Global energy investment is set to reach a record $3.3trn in 2025, with clean technologies attracting more than twice the capital of fossil fuels, according to the International Energy Agency.
The IEA’s World Energy Investment 2025 report forecasts $2.2trn will be directed towards clean energy, including renewables, grids, storage, nuclear, and electrification. Fossil fuel investment is expected to total $1.1trn.
IEA executive director Fatih Birol said energy security is a key driver of this year’s record investment levels.
“Countries and companies are seeking to insulate themselves from a wide range of risks,” said Birol. “Despite geopolitical and economic uncertainties, most existing projects remain on track.”

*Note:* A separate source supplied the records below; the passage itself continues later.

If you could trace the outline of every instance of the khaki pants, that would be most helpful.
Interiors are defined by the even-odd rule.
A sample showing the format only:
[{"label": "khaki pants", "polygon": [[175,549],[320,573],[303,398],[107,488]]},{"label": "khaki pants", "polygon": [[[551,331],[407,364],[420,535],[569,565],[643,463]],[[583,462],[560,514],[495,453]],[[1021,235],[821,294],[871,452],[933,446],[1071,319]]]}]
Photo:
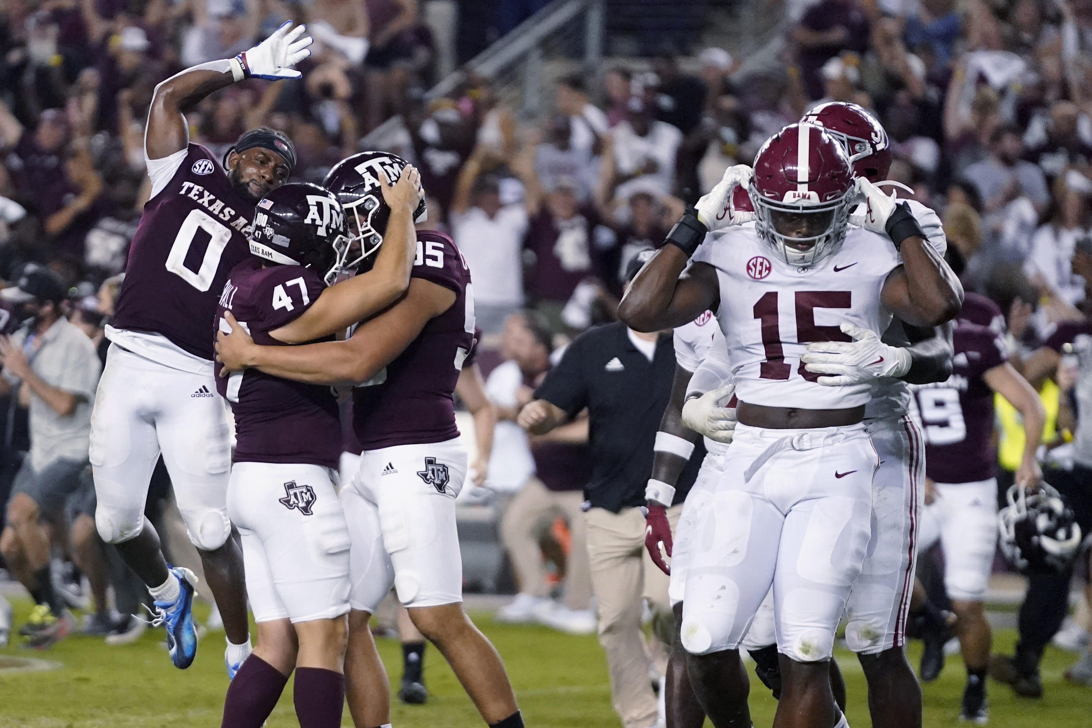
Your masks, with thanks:
[{"label": "khaki pants", "polygon": [[538,536],[560,513],[569,524],[572,541],[565,566],[565,605],[569,609],[587,609],[592,597],[592,577],[587,565],[587,539],[584,501],[579,490],[550,490],[538,478],[531,478],[512,498],[500,523],[500,537],[512,560],[520,592],[536,597],[549,596],[546,569],[543,564]]},{"label": "khaki pants", "polygon": [[[681,505],[667,511],[673,530],[681,511]],[[656,635],[669,646],[675,618],[667,598],[668,576],[644,548],[641,509],[612,513],[595,508],[584,515],[592,587],[598,602],[600,645],[607,655],[614,707],[626,728],[649,728],[655,725],[657,712],[649,682],[654,660],[641,631],[642,598],[649,600]]]}]

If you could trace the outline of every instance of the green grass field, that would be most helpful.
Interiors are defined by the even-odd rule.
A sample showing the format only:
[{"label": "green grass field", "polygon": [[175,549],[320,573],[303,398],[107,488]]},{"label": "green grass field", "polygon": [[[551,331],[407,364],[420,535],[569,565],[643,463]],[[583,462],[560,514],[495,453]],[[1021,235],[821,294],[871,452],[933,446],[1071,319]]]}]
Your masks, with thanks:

China remains the world’s largest energy investor, spending nearly as much as the EU and US combined, with almost one-third of global clean energy investment, the IEA said.
Solar PV is the dominant technology, expected to attract $450bn in investment this year. Battery storage is also rising rapidly, exceeding $65bn, while nuclear spending is on track to reach $75bn.
Electricity investment-including generation, grids and storage-is now 50% higher than fossil fuel supply spending. A decade ago, fossil fuels outpaced electricity by 30%.
However, the IEA warned grid investment-currently $400bn-is lagging behind and must rise to match generation spending by the early 2030s to ensure electricity security.
Upstream oil investment is projected to fall by 6% in 2025, driven by weaker demand and a sharp drop in US tight oil activity. By contrast, LNG investment is surging, with new capacity expected from 2026 to 2028 in the US, Qatar, Canada and other markets.
Spending remains highly uneven. Africa, home to 20% of the global population, accounts for just 2% of clean energy investment, the report noted. Total energy investment on the continent has declined by a third over the past decade.
The IEA said international public finance must scale up and be used strategically to unlock greater private capital in emerging and developing economies.